Ajaokuta and Delta Steel were incorporated the same year—1979. But the latter has, by far, dwarfed the former.
After a successful handover of Delta Steel to Premium Mines and Steel by the Asset Management Corporation of Nigeria (AMCON) in 2014, the company’s rolling mills section is today working, employing roughly 160 people.
“The company’s 1 tonnes liquid steel capacity plant is responsible for reinforcing Nigeria with steel and allied products. We are targeting at least 5,000 jobs directly and indirectly. We shall touch the lives of over 30,000 Nigerians in the first instance before we start calculating the secondary opportunities it creates,” Prasnata Mishra, managing director of Premium Steel said, at the commissioning in March this year.
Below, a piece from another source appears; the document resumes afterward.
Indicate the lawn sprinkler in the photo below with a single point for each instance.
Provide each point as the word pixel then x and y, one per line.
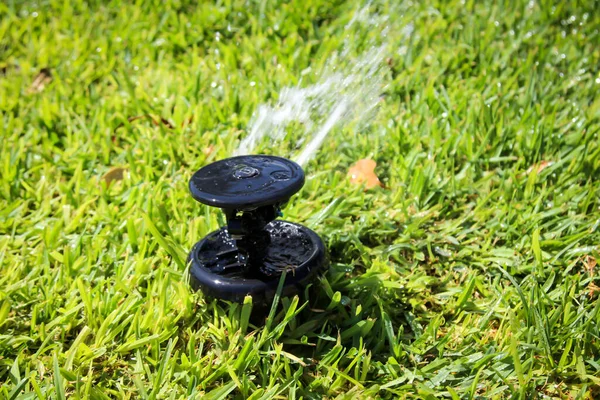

Analysts say it costs Nigeria an average over N5 billion annually in real terms to maintain Ajaokuta, wondering why the government should not sell the behemoth to an interested private firm. They believe that government should follow the Delta Steel model to revive Ajaokuta and other moribund and badly managed facilities such as Ajaokuta Steel Complex, Aluminium Smelter Company, Nigeria Paper Mill, Nigerian National Paper Manufacturing Company, Federal Superphosphate Fertilizer Company and National Steel Raw Materials Exploration Agency, among many others.